Elaine Yip ’21, who was involved in the program throughout her four years at Hamilton, is working as a research assistant in the lab of Nobel Prize-winning virologist Charles Rice at The Rockefeller University. She is studying flavivirus pathogenesis, a role she described as her “dream post-grad job or research topic” due to her desire to pursue a career in virology.
“Through the JHS program, I did biology research with Professor of Biology Wei-Jen Chang, some ambulance ride-alongs, biology research at Washington University in St. Louis, and math research with Assistant Professor of Mathematics Jose Ceniceros,” Yip said. “I also connected with several physician-scientist alumni through the program, which is my career goal.”
Ariana Wheeler ’23 is an undergraduate fellow at the Truman Center for National Policy, a national security think tank with some 2,000 members nationwide. Her daily tasks, she said, include “designing merchandise, data entry, putting together curriculum and information for an incoming class of members, collecting dues, and really anything that other members of the team need.”
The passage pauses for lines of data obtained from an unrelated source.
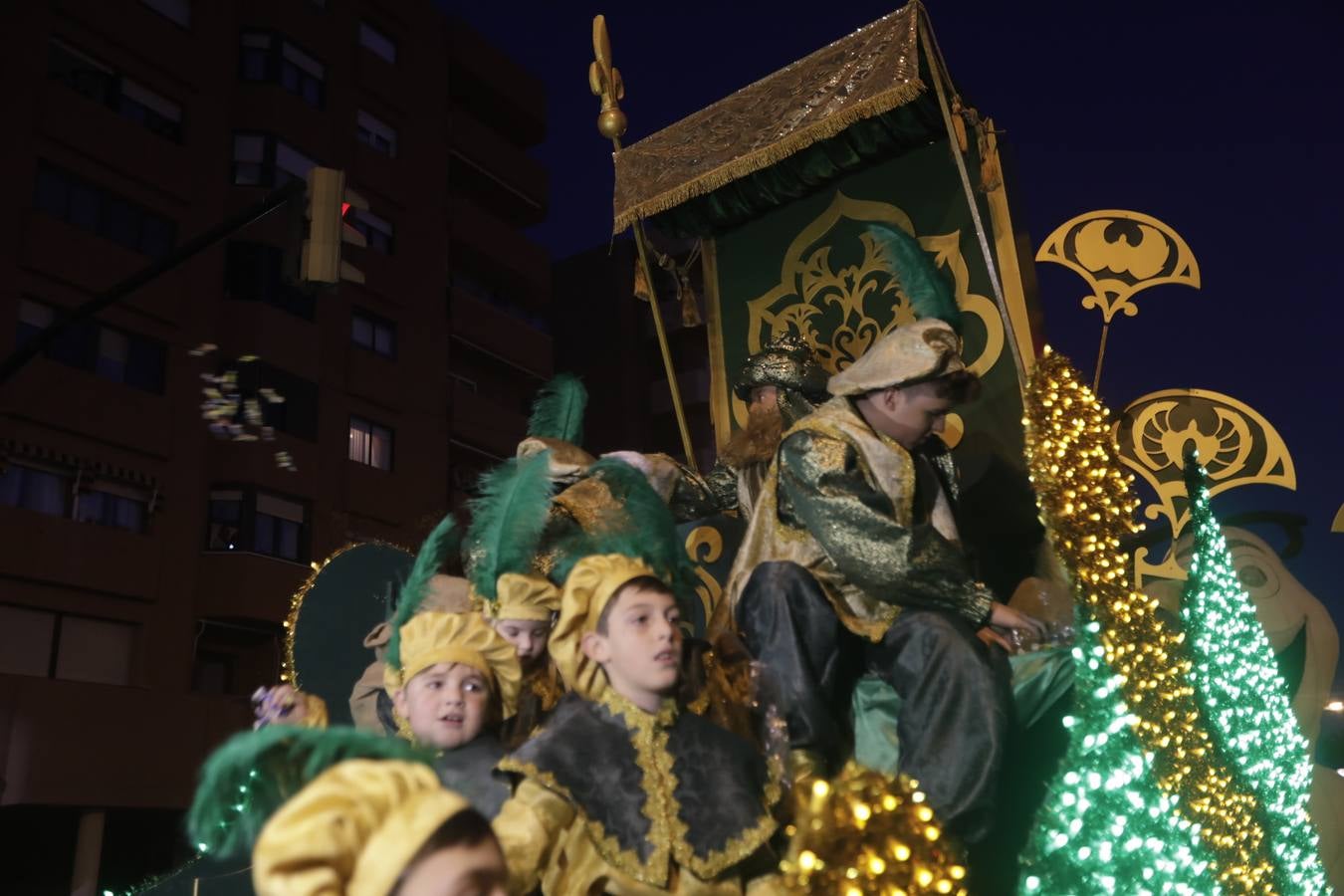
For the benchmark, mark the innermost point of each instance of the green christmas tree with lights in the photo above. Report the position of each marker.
(1240, 691)
(1105, 826)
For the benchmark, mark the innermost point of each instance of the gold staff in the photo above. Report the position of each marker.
(605, 82)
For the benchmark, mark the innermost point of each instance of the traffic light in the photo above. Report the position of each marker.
(329, 202)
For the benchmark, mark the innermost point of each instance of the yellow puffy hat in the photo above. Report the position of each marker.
(590, 585)
(430, 638)
(523, 596)
(918, 350)
(351, 830)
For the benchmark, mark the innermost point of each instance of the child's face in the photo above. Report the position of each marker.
(641, 649)
(527, 637)
(457, 871)
(446, 704)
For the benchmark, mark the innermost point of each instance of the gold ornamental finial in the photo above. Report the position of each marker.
(605, 82)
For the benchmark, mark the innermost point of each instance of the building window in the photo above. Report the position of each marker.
(80, 203)
(369, 443)
(261, 160)
(376, 231)
(268, 57)
(34, 489)
(257, 522)
(122, 96)
(176, 10)
(121, 508)
(376, 42)
(298, 414)
(256, 273)
(89, 345)
(376, 133)
(375, 334)
(58, 645)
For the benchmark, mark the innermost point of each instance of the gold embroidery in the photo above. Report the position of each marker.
(668, 831)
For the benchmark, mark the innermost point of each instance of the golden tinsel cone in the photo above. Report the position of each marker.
(866, 833)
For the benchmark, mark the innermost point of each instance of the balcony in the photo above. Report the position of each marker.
(494, 87)
(235, 584)
(148, 743)
(484, 242)
(480, 422)
(495, 172)
(125, 146)
(92, 406)
(81, 555)
(500, 334)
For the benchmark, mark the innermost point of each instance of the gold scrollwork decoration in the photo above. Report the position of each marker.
(1120, 253)
(705, 546)
(1236, 445)
(841, 310)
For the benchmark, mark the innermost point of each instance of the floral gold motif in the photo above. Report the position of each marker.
(841, 310)
(1235, 443)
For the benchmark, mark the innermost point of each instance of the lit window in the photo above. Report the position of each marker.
(369, 443)
(376, 42)
(256, 522)
(375, 133)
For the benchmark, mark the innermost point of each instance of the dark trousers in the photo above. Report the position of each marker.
(956, 693)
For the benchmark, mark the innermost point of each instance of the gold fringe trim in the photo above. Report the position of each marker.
(765, 156)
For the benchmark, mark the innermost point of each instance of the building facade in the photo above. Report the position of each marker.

Last summer, Wheeler was involved with several other JHS internships, providing her with a diverse and valuable range of professional experience. All the same, she is glad to now be focusing on a single position. “It’s really nice to have direct exposure to individuals in the field I one day hope to pursue,” she explained. “I am so grateful for this opportunity, and can’t wait to see what else is in store for the summer.”
Denzel Capellan ’22 is an analytical science intern at FICO, where his role is to analyze trends in FICO Score data and draw insights from them. A recent project, he said, consisted of looking at the FICO Resilience Index — which “measures a consumer’s economic resilience to downturns in the economy” — in order to ensure that the model remained effective during the pandemic.
Though Capellan came across the FICO position through another program, Management Leadership for Tomorrow, he highlighted the importance of several courses and professors in teaching him vital skills and information. “The public policy and statistics courses that I’ve taken at Hamilton have prepared me the most for [the FICO job],” he said. “I’ve used so much from those courses in my current role.”
Other JHS program students include Adam Valencia ’22, a software engineering intern at DoorDash; Cicille Dan-Morton ’24, a political affairs intern for the Borgen Project; and Grace Woolson ’21, a software engineer at MathWorks.